In the early 2000s he got a superintendent job at a tiny district in Ward County of Grandfalls Royalty out in West Texas between Monahans to the north and Fort Stockton to the south.
“There were 130 kids in the whole district,” he said. “We would have to drive two and a half to four hours to play sports.”
From there he went to Brackett Independent School District in Brackettville, where for each year of his three years there the district produced three consecutive National Merit Scholar Award winners.
“I will always be fond of Brackettville,” he said.
But in 2012 the superintendent’s position in Milano was open and “like a bad penny, I turned up,” he said.
“At the end of the day, it was what I needed. To come back home to family. This is always going to be home,” he said.
During his tenure at MISD, voters passed a $3.28 million bond to build a new junior high, a vocational ag building and an elementary cafeteria and classrooms.
The district also improved student performance via targeted staff development, became a data-driven district and hired a director of curriculum and instruction, he said.
In all he has spent 32 years of his career in some aspect of education, and that has made him realize that wherever one goes in live whether near or far from home there are good people wherever one goes, he said.
“I have made lifelong friends along the way,” he said. “I am most proud of the relationships that I have built with students, first and foremost, with staff, teachers, the community and parents.”
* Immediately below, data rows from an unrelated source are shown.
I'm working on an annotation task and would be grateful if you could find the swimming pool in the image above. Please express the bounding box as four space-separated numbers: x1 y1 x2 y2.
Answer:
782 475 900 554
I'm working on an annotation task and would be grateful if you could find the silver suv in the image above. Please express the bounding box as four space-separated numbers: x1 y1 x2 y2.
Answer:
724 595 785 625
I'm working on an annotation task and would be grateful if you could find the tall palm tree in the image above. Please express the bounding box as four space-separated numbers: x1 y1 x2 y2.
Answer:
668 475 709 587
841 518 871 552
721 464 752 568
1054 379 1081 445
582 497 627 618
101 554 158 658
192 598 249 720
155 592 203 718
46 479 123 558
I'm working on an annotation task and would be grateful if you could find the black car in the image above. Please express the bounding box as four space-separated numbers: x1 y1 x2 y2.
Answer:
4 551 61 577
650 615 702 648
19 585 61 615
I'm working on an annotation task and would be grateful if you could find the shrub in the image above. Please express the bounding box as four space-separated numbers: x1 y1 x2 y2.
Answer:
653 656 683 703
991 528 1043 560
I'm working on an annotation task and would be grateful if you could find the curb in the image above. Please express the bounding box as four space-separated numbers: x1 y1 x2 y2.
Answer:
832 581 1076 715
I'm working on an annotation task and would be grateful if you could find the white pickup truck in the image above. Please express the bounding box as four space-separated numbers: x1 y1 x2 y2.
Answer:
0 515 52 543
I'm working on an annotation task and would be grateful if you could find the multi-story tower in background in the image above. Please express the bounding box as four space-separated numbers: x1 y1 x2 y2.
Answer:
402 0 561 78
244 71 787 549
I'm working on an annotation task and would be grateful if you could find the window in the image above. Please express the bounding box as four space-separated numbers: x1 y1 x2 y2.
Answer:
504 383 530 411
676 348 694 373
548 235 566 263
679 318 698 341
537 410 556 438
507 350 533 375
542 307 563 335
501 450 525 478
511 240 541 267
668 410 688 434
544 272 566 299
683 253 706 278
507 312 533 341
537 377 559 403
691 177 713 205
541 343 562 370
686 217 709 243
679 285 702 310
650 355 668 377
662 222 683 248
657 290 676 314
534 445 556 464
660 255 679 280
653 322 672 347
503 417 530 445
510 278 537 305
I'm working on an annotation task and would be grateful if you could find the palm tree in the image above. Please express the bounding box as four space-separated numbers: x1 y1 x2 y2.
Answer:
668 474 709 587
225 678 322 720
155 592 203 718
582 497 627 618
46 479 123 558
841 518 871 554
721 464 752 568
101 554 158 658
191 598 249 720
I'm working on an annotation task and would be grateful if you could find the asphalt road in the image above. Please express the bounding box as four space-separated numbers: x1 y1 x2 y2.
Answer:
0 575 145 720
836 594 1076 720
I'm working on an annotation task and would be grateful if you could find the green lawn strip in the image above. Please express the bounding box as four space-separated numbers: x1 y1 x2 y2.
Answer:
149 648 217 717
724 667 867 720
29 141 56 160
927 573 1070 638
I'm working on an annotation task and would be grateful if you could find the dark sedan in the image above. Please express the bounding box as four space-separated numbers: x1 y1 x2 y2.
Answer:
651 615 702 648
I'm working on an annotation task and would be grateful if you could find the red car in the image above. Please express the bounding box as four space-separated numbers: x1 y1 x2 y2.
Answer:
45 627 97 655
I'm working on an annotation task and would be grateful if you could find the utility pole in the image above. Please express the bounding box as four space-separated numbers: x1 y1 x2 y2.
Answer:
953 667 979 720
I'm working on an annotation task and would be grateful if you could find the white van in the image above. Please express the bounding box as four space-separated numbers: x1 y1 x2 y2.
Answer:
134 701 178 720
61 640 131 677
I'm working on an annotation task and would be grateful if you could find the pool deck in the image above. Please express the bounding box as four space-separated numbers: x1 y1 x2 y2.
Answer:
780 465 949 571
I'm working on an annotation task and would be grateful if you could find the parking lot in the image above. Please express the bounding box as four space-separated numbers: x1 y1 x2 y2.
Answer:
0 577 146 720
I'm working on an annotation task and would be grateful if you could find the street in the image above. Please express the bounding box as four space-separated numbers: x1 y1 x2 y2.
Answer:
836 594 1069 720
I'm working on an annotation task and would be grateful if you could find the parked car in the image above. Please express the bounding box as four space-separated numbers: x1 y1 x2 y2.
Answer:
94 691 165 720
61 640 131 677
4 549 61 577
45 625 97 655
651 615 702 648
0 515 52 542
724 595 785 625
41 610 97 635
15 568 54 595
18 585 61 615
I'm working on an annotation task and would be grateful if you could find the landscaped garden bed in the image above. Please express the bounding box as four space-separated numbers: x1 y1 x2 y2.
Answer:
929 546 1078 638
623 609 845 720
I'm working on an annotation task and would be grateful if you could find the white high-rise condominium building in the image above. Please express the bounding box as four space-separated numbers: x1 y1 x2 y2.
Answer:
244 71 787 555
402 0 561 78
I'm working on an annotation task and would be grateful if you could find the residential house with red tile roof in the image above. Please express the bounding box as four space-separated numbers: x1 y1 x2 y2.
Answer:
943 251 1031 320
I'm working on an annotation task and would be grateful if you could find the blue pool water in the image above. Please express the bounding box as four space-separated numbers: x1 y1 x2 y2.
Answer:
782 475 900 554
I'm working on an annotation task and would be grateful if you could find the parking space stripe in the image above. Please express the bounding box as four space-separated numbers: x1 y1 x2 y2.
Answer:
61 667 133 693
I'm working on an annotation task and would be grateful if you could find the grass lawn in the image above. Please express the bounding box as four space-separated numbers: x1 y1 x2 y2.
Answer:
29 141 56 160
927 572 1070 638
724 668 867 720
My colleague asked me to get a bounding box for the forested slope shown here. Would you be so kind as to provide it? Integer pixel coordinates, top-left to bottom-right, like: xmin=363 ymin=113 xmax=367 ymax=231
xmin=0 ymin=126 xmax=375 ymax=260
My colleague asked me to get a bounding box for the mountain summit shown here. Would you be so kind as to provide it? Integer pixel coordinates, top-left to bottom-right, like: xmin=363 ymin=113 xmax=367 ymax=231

There have been many moments that make him satisfied by his career path.
“Over the years the most important is seeing the kids and what they do with their lives. To see kids who may have struggled academically or behaviorally become productive and successful in life makes me extremely proud,” he said.
His upcoming retirement won’t be all work with very little play, he said.
He plans to spend time visiting his son and daughter-in-law in Kansas.
He also has a closer destination in his travel plans.
“Time will be built in for trips to Needville to see my daughter and son-in-law and most important my five-month-old grandson.”